A federal appeals court on Tuesday told the Energy Department to stop collecting nuclear waste storage fees from electric utilities that run nuclear reactors.

The U.S. Court of Appeals for the District of Columbia said the $750 million in fees the DOE collects from utilities each year is unjustified because the federal government has not approved a permanent nuclear waste storage site, the construction of which the fees are supposed to finance.

Writing for the court, Judge Laurence Silberman said collection of the fees was not "legally adequate," largely because of the stalemate over the proposed Yucca Mountain nuclear waste repository in Nevada.
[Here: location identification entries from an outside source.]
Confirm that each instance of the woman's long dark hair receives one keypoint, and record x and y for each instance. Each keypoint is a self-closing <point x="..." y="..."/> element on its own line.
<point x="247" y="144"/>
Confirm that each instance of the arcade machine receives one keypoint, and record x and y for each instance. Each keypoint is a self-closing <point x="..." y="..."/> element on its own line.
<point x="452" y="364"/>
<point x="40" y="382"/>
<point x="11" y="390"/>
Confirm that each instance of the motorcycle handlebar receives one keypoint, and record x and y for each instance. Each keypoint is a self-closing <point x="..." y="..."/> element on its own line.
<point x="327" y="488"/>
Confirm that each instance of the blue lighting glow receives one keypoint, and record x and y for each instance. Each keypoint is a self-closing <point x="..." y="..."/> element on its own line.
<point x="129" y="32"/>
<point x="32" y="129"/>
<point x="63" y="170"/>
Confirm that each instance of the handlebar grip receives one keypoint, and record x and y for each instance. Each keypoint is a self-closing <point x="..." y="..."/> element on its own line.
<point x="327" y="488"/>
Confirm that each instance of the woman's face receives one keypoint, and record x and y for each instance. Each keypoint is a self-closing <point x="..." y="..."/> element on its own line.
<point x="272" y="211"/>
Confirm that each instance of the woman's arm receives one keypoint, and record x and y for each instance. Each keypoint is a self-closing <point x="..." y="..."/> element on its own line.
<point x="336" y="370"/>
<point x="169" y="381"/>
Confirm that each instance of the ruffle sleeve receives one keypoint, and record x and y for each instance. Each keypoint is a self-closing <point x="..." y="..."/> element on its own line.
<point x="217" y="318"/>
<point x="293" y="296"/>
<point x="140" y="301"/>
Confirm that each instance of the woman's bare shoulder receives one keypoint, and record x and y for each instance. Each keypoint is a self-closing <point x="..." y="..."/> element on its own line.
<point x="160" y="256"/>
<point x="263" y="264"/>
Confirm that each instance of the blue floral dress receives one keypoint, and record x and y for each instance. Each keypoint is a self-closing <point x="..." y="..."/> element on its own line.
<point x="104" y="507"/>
The fees, a one-tenth of 1 cent per kilowatt-hour surcharge paid by utilities that operate the nation's 100 commercial reactors, go toward a Nuclear Waste Fund to build a permanent waste site. It currently has about $28 billion that cannot be touched because there is no long-term storage location.

That's partly because the federal government has yet to rule on whether Yucca can safely store waste in the long term. A 1982 federal law says the government must evaluate whether Yucca can perform that function.

Silberman said that the fees would remain suspended until the federal government complies with that law or passes a new nuclear waste law that goes around Yucca.

The National Association of Regulatory Utility Commissioners, which filed the lawsuit against DOE, applauded the court ruling, saying it made little sense to pay into the fund while the stalemate over Yucca persists.

"Putting aside the political dispute about the proposed Yucca Mountain facility, nuclear power ratepayers should not be charged for a program the federal government has closed down. Thankfully, because of today’s actions, nuclear power consumers will no longer have to pay for the government’s mishandling of this program," said Charles Gray, the group's executive director.

The ruling comes after the Nuclear Regulatory Commission, which oversees licensing of commercial reactors, announced Monday that it would restart its review of the controversial Yucca site in response to an order from the same appeals court.

The NRC, with the support of President Obama, had suspended reviews of Yucca in 2009, saying it didn't have enough money to finish the review. The federal appeals court in August said that didn't matter, as the commission's failure to complete the assessment violated federal law.